Comment by donmcronald

> Is the idea that you find a unique file size across every single site on the internet?

Not really. I'm thinking more along the lines of a total page load. I probably don't understand it well enough, but consider something like connecting to facebook.com. It takes 46 HTTP requests.

Say (this is made up) 35 of those are async and contain 2MB of data total, the 36th is consistently a slow blocking request, 37-42 are synchronous requests of 17KB, 4KB, 10KB, 23KB, 2KB, 7KB, and 43-46 are async (after 42) sending back 100KB total.

If that synchronous block ends up being 6 synchronous TCP connections, I feel like that's a pretty distinct pattern if there isn't a lot of padding, especially if you can combine it with a rule that says it needs to be preceded by a burst of about 35 connections that transfer 2MB in total and succeeded by a burst of 4 connections that transfer 100KB combined.

I've always assumed there's the potential to fingerprint connections like that, regardless of whether or not they're encrypted. For regular HTTPS traffic, if you built a visual of the above for a few different sites, you could probably make a good guess which one people are visiting just by looking at it.
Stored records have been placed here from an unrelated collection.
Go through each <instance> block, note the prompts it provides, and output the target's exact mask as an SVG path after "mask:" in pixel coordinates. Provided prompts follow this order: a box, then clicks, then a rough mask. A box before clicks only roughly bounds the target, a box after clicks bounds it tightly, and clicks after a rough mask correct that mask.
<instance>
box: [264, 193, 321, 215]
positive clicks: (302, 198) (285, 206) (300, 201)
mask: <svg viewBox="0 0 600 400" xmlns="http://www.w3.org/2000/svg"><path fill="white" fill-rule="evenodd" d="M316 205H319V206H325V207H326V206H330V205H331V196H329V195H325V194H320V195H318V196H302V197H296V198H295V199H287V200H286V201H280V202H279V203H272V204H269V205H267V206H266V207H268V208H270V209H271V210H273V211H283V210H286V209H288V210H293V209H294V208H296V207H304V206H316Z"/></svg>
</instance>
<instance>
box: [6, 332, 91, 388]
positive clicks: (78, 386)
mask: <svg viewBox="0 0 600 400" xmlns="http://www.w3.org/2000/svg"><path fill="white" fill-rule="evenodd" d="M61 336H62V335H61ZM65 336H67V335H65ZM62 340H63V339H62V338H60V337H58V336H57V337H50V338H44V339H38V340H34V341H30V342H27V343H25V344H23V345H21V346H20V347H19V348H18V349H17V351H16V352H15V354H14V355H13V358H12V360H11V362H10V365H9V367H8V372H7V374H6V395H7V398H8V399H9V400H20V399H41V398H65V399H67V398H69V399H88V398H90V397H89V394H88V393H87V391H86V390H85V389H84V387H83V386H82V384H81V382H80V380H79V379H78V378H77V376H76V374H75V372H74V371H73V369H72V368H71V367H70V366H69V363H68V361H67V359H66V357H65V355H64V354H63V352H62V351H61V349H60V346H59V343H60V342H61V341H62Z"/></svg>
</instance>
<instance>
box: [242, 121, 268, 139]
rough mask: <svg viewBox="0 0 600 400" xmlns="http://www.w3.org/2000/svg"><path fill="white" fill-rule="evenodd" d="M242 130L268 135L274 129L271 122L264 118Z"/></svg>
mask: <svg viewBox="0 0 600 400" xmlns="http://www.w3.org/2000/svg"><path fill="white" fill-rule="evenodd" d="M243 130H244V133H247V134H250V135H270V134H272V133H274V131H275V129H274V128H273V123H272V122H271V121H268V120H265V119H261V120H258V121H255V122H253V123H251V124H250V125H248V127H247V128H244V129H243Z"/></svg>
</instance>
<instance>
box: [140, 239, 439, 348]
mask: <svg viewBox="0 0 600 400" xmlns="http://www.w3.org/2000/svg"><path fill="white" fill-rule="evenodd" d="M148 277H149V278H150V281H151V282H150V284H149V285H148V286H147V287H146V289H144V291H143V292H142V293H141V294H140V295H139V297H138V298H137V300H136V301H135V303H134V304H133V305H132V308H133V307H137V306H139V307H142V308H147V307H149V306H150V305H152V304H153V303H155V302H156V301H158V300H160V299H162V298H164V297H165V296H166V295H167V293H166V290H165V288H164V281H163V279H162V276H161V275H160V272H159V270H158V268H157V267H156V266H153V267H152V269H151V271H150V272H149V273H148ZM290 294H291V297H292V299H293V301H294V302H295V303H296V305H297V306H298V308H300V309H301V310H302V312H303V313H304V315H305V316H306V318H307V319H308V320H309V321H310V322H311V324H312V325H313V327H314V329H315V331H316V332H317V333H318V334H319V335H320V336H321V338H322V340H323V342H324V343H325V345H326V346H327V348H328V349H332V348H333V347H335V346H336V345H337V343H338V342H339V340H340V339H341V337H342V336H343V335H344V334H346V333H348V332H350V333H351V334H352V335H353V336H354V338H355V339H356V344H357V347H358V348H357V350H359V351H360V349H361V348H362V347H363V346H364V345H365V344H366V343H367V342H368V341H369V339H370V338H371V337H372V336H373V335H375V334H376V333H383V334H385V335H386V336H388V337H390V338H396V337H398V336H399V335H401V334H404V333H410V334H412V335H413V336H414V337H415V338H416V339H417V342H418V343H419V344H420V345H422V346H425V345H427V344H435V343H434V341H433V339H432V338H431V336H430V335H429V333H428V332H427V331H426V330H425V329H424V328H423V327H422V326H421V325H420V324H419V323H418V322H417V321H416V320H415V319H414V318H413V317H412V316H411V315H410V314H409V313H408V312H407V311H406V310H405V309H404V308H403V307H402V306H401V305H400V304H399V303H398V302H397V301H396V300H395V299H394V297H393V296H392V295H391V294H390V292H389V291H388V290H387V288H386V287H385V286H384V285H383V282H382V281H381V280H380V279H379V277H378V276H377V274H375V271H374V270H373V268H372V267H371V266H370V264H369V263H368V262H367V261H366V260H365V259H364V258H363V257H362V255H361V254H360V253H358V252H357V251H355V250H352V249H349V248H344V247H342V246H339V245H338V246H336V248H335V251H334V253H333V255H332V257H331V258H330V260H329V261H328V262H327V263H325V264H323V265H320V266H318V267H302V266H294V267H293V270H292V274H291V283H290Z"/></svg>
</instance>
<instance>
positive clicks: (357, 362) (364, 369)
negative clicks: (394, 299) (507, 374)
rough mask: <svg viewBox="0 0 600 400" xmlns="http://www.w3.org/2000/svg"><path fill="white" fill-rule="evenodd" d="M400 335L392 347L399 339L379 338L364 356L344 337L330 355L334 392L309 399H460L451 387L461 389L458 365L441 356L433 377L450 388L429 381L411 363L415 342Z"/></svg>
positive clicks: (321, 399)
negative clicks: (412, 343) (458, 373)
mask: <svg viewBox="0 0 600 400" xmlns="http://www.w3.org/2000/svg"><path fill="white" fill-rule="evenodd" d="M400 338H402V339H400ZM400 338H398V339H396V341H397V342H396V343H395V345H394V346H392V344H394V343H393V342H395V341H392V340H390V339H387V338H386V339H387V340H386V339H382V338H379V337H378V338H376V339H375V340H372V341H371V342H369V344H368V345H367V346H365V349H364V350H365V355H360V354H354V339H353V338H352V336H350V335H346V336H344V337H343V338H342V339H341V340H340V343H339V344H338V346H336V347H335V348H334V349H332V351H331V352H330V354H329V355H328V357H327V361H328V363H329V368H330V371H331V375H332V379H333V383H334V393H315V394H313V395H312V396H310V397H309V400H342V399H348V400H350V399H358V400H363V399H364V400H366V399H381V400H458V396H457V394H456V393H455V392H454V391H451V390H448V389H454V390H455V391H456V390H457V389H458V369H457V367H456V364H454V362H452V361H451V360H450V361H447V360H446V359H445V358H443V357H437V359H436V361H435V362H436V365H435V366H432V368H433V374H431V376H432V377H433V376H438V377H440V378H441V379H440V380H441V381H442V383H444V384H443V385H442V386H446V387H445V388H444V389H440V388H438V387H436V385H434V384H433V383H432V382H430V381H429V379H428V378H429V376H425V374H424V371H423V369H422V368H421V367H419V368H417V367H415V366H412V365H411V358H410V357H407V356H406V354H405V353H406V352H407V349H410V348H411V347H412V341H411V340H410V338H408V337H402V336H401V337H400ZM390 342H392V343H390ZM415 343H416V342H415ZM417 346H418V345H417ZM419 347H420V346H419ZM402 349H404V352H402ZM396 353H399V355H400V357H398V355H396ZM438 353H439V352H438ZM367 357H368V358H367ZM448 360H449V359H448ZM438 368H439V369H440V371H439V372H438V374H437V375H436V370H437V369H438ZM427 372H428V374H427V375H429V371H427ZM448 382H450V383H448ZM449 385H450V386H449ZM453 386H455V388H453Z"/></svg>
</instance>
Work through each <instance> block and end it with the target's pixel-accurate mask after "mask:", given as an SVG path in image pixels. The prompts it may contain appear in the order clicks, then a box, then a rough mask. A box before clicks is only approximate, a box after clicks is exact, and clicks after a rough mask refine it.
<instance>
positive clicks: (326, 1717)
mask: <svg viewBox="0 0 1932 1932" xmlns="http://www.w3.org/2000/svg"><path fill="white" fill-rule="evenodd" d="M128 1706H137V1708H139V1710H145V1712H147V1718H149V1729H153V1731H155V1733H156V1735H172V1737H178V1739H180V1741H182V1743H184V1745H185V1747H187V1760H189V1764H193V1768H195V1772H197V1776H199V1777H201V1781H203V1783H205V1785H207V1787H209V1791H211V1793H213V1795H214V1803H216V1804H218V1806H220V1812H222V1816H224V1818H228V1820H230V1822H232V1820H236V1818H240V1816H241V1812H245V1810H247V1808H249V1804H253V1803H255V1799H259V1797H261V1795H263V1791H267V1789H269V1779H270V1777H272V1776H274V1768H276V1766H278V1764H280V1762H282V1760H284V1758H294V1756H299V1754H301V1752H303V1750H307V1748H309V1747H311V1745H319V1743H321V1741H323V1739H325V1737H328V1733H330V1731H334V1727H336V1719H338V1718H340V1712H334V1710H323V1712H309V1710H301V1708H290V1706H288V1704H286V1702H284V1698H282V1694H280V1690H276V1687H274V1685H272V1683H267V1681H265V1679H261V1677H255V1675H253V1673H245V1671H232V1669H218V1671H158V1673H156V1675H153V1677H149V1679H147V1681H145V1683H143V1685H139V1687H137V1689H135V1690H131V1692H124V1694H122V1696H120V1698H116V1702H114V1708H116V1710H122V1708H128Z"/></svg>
Dynamic content getting mixed in might be enough obfuscation, but for things like hidden services I think you'd be better off if everything got coalesced and chunked into a uniform size so that all guards and relays see is a stream of (ex:) 100KB blocks. Then you could let the side building the circuit demand an arbitrary amount of padding from each relay.

Again, I probably just don't understand how it works, so don't read too much into my reply.